🤖 AI Summary
Existing database query systems require explicit user questions and lack proactive exploratory capabilities. This paper proposes DAR, a multi-layer AI agent system enabling end-to-end, fully autonomous database exploration without human intervention—spanning intent inference, joint SQL-and-LLM query generation, iterative validation, and insight report synthesis. DAR introduces the novel “data-agnostic, full-pipeline autonomous” exploration paradigm: all reasoning occurs natively within BigQuery’s generative AI functions, with zero data export to ensure regulatory compliance; it employs metadata-driven initialization, hybrid SQL/LLM query synthesis, and built-in quality control. Evaluated on a real-world asset event dataset, DAR completes the entire analytical workflow in 16 minutes—32× faster than expert analysts (8.5 hours → 16 minutes)—and produces interpretable pattern insights with evidence-backed recommendations.
📝 Abstract
Large language models can already query databases, yet most existing systems remain reactive: they rely on explicit user prompts and do not actively explore data. We introduce DAR (Data Agnostic Researcher), a multi-agent system that performs end-to-end database research without human-initiated queries.
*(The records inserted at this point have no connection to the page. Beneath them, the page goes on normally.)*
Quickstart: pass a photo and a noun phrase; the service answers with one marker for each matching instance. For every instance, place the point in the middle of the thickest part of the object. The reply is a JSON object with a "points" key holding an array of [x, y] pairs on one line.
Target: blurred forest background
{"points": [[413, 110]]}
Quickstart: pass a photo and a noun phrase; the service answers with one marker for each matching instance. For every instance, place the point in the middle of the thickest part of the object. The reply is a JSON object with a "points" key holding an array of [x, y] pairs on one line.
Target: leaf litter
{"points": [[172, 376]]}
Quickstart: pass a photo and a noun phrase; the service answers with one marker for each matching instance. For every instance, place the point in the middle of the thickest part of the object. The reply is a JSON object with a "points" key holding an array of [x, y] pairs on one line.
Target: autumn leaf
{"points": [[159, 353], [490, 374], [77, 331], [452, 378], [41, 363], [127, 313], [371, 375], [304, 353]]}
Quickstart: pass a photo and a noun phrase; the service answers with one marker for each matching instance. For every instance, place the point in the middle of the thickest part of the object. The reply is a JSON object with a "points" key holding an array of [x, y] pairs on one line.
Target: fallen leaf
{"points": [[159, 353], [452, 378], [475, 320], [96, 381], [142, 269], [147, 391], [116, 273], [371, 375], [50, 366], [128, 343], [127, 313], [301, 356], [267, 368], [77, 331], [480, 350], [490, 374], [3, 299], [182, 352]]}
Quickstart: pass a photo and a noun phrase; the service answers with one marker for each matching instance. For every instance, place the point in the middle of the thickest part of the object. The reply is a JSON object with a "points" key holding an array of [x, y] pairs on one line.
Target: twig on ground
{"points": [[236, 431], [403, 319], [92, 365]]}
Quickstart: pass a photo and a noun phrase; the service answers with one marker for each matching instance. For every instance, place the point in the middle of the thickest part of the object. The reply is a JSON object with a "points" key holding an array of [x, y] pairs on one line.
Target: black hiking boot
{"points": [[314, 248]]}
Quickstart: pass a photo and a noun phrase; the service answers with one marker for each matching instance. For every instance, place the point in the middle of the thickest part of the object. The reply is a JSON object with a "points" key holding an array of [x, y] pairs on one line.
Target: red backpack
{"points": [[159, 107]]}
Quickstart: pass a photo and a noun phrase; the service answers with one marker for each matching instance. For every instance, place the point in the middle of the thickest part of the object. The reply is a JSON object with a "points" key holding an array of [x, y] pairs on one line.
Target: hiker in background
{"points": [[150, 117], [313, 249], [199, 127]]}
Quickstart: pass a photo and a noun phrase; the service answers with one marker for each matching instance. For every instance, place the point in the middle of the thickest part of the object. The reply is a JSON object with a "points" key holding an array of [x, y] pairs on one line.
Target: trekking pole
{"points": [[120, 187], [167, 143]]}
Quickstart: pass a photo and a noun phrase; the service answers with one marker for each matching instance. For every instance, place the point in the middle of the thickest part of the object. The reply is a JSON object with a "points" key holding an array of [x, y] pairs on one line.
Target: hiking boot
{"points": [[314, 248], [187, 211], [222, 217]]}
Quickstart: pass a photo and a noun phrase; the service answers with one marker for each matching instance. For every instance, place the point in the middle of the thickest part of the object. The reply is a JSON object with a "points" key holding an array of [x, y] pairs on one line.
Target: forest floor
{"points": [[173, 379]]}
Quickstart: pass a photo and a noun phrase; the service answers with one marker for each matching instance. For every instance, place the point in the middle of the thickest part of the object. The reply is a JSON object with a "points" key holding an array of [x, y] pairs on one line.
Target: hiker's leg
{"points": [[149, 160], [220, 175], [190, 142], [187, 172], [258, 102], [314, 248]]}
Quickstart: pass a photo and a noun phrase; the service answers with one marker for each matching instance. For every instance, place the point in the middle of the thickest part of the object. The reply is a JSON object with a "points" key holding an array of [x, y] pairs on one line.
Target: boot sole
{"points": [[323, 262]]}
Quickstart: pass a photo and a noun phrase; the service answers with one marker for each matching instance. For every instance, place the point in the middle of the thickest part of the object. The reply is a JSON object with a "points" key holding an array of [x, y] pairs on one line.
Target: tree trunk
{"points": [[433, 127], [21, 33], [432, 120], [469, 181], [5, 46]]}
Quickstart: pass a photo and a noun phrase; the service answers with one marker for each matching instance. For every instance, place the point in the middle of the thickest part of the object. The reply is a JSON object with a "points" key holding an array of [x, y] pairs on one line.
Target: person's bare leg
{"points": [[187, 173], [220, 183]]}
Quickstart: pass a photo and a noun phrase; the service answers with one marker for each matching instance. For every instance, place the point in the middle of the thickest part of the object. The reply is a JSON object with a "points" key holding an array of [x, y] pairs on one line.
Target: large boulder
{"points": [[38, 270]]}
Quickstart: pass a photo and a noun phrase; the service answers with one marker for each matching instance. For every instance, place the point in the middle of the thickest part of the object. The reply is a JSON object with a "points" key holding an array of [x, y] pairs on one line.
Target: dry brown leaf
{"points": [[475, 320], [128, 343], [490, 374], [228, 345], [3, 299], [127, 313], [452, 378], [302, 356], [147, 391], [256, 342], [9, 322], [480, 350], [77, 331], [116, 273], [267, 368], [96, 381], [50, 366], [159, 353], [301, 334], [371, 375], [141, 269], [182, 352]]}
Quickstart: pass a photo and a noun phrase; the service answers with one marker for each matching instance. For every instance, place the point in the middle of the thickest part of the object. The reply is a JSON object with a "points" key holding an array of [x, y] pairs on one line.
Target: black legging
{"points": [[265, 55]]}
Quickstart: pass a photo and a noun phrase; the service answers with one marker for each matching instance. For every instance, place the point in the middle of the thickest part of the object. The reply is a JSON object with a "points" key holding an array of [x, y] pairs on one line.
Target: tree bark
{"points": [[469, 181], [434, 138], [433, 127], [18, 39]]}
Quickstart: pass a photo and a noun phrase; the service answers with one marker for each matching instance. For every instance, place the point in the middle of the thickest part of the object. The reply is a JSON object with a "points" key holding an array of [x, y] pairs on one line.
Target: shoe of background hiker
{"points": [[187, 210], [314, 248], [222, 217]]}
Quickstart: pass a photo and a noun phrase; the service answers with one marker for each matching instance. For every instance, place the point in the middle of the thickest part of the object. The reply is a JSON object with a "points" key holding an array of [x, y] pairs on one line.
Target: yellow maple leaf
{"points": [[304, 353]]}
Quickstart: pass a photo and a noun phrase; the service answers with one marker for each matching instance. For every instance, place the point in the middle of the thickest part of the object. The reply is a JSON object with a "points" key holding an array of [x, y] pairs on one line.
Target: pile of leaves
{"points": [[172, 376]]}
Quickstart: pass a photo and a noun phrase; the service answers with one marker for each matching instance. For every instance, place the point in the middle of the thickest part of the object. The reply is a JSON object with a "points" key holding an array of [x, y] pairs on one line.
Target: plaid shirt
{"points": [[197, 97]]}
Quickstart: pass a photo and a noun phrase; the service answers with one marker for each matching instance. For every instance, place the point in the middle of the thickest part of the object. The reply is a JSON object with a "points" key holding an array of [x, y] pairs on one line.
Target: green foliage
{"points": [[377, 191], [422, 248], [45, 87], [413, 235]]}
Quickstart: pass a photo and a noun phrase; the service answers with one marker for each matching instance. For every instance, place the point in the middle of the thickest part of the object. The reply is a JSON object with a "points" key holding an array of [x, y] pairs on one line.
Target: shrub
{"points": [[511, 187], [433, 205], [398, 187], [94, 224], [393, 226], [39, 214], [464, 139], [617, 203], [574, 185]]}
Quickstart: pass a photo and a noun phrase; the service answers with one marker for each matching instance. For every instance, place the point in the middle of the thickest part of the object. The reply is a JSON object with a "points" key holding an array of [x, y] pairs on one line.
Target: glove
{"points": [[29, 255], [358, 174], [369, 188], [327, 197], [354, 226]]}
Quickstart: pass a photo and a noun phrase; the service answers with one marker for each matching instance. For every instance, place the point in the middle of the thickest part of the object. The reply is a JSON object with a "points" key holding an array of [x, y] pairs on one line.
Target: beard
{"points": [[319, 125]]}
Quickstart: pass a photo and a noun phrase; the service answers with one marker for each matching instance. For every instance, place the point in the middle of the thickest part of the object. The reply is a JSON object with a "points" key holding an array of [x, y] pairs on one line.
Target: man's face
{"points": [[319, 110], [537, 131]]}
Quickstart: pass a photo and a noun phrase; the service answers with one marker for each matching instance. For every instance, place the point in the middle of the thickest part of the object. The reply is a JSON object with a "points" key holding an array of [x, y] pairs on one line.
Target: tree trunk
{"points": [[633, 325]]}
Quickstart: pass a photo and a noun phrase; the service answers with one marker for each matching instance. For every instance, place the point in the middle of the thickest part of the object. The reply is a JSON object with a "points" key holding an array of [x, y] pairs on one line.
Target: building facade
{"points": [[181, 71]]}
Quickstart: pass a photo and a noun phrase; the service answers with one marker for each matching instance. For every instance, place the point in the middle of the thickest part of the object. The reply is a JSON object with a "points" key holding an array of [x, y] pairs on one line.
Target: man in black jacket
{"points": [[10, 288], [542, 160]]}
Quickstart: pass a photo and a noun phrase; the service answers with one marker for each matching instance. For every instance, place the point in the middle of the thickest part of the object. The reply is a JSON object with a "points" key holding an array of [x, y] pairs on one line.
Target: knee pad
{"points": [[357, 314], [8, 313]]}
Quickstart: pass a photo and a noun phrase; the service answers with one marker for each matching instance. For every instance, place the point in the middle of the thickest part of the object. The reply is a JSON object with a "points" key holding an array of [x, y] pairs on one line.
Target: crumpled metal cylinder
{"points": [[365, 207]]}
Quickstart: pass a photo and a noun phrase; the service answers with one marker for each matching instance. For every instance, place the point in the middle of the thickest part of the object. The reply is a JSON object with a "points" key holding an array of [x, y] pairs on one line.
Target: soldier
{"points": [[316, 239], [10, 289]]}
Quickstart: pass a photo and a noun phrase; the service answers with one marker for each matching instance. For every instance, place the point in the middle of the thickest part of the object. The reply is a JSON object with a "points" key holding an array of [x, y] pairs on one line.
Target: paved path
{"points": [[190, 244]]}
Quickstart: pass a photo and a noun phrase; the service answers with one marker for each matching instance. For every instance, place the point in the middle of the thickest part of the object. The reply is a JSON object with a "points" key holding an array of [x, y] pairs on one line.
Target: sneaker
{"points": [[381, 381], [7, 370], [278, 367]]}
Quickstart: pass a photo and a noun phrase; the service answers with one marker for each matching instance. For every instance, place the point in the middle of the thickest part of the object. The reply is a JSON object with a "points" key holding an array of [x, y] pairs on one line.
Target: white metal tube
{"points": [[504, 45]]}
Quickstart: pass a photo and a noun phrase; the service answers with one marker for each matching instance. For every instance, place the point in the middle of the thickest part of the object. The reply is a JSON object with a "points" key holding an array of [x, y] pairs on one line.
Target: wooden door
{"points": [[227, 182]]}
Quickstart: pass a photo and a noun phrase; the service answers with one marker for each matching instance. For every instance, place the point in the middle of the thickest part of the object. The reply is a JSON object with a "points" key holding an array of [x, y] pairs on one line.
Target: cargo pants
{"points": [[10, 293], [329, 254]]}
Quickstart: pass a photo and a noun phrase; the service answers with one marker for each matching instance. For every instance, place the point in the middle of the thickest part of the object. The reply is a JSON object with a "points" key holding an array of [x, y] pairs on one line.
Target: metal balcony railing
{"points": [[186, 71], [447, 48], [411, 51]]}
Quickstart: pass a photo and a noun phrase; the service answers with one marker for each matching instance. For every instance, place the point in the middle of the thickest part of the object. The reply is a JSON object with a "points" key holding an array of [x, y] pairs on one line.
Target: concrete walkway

DAR orchestrates specialized AI agents across three layers: initialization (intent inference and metadata extraction), execution (SQL and AI-based query synthesis with iterative validation), and synthesis (report generation with built-in quality control). All reasoning is executed directly inside BigQuery using native generative AI functions, eliminating data movement and preserving data governance. On a realistic asset-incident dataset, DAR completes the full analytical task in 16 minutes, compared to 8.5 hours for a professional analyst (approximately 32x times faster), while producing useful pattern-based insights and evidence-grounded recommendations. Although human experts continue to offer deeper contextual interpretation, DAR excels at rapid exploratory analysis. Overall, this work shifts database interaction from query-driven assistance toward autonomous, research-driven exploration within cloud data warehouses.